Monday, June 1, 2009

Bounce Rates and What They Mean to Your Business

In my past life at Advertising.com/Platform-A, I worked with large retailers and big businesses that watched their web analytics religiously. They looked at everything from conversions to keywords and in particular, the bounce rate. My assumption was that most businesses were keeping an eye on what is actually happening, if not daily, at least weekly on their website. But, in speaking with many small to mid-size companies, I discovered that really is not the case.

Your website, in its most basic format, is an intelligent interactive brochure for your business ,no matter how a potential customer found you. A semi-social networking conduit. As we all know, analytics is a key part to understanding what is happening with your business and having analytics connected is simple and easy. It astounds me that so many businesses are not looking at data that is right at their fingertips.

Let’s start with the home page. If a customer finds your website with a search engine query and they don’t stick around that’s an issue! This is called a “bounce” – Someone who visited your website and left for an undefined reason. You should try to determine WHY?
Bounce Rate measurement determines the visit quality. A high bounce rate generally indicates that an entrance page/home page may be not relevant to the visitor. http://en.wikipedia.org/wiki/Bounce_Rate

Is your site content useful enough to capture that visitor and keep them? If not, there could be multiple reasons why.
1.) Poor design - Your site may be poorly designed and not captivating or compelling enough to make them want to stay. You have limited time to get a visitor to take a walk through!
2.) Improper SEO – So a visitor got to your site by using a highly ranked keyword/phrase in a search engine and when they arrive they feel your site was not what they were looking for. Maybe your site messaging and content, title tags, and meta information are optimized with the wrong goal in mind. You need to eliminate the stranglers and focus the page content to hit those searchers meant to make a conversion.
3.) Paid Search – Change your paid search campaign to eliminate those 100% bounce rate terms. Obviously you don’t want to overspend and waste money in this economy. Focus on exact match and limit broad terms to improve overall bounce rate.

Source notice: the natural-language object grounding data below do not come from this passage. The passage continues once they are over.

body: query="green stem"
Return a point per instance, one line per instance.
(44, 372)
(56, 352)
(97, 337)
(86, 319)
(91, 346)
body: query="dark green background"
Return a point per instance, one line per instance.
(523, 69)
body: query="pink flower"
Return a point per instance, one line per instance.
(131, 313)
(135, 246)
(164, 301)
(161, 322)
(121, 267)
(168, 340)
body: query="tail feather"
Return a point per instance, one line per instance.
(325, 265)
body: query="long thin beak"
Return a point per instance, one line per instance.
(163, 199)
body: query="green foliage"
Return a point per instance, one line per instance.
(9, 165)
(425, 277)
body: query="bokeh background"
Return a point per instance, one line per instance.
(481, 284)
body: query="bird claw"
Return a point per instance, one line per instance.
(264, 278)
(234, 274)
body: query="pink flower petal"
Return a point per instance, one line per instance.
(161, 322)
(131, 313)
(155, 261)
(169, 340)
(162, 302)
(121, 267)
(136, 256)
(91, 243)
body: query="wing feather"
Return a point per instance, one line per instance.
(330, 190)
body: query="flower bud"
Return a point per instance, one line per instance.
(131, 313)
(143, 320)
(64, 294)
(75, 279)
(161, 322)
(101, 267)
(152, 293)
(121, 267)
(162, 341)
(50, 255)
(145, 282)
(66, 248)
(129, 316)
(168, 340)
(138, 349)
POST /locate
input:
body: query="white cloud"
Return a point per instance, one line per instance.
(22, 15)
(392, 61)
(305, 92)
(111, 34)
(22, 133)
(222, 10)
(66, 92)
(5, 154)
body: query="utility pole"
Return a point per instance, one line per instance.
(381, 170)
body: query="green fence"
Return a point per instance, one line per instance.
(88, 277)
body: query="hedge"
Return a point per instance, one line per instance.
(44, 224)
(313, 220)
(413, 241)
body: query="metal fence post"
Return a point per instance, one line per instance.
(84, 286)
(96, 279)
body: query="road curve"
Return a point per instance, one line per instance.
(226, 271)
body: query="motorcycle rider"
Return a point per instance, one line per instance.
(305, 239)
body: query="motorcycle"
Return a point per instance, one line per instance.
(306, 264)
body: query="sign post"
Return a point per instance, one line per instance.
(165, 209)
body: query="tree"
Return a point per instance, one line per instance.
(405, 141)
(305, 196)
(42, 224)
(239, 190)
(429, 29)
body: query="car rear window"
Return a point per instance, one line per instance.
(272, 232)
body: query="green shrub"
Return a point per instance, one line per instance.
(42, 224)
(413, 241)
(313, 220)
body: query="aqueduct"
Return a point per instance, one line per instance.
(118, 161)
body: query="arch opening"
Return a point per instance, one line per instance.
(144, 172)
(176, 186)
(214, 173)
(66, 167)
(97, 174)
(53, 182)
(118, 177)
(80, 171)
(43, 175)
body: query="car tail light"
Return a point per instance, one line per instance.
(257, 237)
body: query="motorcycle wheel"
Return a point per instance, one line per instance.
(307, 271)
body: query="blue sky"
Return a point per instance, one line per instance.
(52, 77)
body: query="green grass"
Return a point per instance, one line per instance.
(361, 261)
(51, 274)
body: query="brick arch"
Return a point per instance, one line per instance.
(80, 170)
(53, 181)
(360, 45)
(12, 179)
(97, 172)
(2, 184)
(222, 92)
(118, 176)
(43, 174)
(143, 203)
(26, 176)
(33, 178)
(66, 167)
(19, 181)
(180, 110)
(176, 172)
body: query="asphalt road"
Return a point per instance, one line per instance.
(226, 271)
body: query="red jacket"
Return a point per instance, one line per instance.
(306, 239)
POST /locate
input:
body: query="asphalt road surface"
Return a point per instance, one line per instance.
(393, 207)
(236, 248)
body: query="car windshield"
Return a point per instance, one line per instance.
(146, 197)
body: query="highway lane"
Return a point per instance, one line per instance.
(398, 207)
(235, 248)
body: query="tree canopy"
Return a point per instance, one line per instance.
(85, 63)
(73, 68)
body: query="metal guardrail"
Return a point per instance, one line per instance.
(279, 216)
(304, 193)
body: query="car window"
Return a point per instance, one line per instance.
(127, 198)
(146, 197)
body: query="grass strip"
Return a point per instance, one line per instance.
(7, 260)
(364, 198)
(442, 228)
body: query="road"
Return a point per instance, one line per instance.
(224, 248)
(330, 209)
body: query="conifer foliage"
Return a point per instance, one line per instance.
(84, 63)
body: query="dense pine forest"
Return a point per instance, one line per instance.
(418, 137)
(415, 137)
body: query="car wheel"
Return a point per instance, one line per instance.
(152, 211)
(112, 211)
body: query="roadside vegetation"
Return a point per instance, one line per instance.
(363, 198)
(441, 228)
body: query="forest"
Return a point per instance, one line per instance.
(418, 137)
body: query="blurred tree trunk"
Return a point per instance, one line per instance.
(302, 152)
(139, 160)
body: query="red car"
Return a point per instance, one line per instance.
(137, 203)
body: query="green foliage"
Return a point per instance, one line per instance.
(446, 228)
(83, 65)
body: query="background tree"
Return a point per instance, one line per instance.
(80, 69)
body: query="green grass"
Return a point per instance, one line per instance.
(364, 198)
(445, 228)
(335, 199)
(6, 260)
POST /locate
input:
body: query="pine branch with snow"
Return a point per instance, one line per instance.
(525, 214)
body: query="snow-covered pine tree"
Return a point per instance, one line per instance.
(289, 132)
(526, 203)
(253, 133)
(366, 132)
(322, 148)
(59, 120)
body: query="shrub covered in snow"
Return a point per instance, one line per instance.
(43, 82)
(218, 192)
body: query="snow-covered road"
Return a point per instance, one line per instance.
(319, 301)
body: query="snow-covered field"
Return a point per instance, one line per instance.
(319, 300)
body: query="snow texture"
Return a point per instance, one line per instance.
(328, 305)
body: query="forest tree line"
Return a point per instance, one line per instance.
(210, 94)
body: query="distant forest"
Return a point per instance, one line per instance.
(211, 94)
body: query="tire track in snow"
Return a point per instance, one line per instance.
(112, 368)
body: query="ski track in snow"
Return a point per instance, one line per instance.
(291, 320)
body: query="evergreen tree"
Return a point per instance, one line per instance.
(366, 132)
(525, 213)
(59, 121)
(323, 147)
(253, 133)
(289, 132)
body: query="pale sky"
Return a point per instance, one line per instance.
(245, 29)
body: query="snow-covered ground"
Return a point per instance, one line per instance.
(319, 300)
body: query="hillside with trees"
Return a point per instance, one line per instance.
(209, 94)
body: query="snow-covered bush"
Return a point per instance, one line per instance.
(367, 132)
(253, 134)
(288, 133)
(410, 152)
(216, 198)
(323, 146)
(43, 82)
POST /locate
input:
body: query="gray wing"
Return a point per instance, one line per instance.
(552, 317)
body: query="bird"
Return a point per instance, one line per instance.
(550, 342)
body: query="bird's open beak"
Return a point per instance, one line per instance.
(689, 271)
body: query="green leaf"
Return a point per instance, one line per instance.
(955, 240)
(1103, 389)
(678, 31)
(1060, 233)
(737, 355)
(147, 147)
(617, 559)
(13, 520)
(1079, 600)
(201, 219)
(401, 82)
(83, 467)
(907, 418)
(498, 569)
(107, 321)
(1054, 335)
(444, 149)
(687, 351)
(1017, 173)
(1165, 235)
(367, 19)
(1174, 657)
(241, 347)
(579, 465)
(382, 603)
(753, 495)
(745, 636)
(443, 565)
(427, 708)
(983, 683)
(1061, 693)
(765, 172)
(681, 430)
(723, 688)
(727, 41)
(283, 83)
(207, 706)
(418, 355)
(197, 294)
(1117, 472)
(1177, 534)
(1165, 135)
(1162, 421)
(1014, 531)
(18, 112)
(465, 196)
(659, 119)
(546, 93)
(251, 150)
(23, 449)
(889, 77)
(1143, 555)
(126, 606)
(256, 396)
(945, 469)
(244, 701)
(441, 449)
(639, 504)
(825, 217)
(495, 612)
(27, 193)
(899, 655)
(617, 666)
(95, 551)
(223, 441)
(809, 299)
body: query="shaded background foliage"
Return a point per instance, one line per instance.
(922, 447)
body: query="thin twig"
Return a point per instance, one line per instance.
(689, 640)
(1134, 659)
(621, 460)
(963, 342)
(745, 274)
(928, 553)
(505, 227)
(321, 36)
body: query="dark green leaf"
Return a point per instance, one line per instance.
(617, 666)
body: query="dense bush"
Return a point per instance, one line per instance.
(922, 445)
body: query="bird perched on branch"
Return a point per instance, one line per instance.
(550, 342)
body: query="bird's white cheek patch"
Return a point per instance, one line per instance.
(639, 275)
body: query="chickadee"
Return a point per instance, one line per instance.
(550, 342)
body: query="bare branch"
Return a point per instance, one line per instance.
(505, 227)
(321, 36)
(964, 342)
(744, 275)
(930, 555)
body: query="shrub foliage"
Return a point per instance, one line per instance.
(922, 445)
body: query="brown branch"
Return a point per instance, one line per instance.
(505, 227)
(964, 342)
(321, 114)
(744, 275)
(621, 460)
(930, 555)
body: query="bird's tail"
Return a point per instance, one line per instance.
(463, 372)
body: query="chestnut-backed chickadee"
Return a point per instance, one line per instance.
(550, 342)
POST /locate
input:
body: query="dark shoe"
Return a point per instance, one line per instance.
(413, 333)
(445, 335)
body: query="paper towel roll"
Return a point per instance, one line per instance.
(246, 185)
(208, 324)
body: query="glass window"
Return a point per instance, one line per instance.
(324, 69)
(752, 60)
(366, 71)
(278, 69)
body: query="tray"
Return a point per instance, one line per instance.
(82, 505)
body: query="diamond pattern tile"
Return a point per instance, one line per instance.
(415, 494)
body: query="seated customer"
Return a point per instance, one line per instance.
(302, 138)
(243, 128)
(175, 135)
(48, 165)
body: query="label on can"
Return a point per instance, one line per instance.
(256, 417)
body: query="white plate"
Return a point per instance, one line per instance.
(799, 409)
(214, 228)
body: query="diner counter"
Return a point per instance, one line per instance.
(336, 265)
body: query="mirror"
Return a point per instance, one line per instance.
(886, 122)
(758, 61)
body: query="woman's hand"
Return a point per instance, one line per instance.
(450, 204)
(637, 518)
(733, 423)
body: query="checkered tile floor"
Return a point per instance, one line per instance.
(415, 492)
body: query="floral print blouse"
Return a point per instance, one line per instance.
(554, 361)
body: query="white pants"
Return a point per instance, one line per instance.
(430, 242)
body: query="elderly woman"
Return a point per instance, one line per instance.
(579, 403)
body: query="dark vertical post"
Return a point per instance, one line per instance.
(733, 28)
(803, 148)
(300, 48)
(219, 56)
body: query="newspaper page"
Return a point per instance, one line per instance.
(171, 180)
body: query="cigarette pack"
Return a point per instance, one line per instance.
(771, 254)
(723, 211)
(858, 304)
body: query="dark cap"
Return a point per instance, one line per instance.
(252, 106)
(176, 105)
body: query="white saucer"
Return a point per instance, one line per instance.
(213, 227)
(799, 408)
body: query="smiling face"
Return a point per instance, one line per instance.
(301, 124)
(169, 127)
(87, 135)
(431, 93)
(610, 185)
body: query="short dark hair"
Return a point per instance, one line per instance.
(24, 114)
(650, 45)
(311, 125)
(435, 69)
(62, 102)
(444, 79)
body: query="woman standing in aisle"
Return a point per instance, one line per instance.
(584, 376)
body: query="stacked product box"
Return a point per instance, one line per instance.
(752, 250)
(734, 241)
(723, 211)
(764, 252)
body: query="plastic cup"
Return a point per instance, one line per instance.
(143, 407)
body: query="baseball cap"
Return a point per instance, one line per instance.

Bounce rates typically are not determined by length of time spent on the site with Google Analytics. So, if a site visit occurs and that visitor stays on the entry page for 10 minutes and does not go to any other part of the site; That technically is a bounce. Someone that might have come in and stayed on that page for 10 seconds and went to another page will not be categorized as a bounce. http://www.google.com/support/googleanalytics/bin/answer.py?hl=en&answer=81986

Your business needs to determine why a bounce occurs, and evaluate that rate on a page by page basis and a keyword by keyword basis. You need to direct them from start to finish and provide an easy to use solution for why they entered your site in the first place.

You should also be mindful of the entry points that are driving traffic. If it is a social networking site or link then don’t worry about the bounce rate and be thankful that other sources are driving traffic. On the other hand, if you can determine the bounce is coming from a paid search campaign, especially in the content network, you should try to analyze whether that site should be part of your paid strategy.

Last but not least, if you are a business owner, CEO or CMO and you have marketing people on your staff be sure to set monthly site analytics review meeting! You can learn a lot about your business based on what is driving people to your website or in the case of the bounce rate scenario - what's driving them away.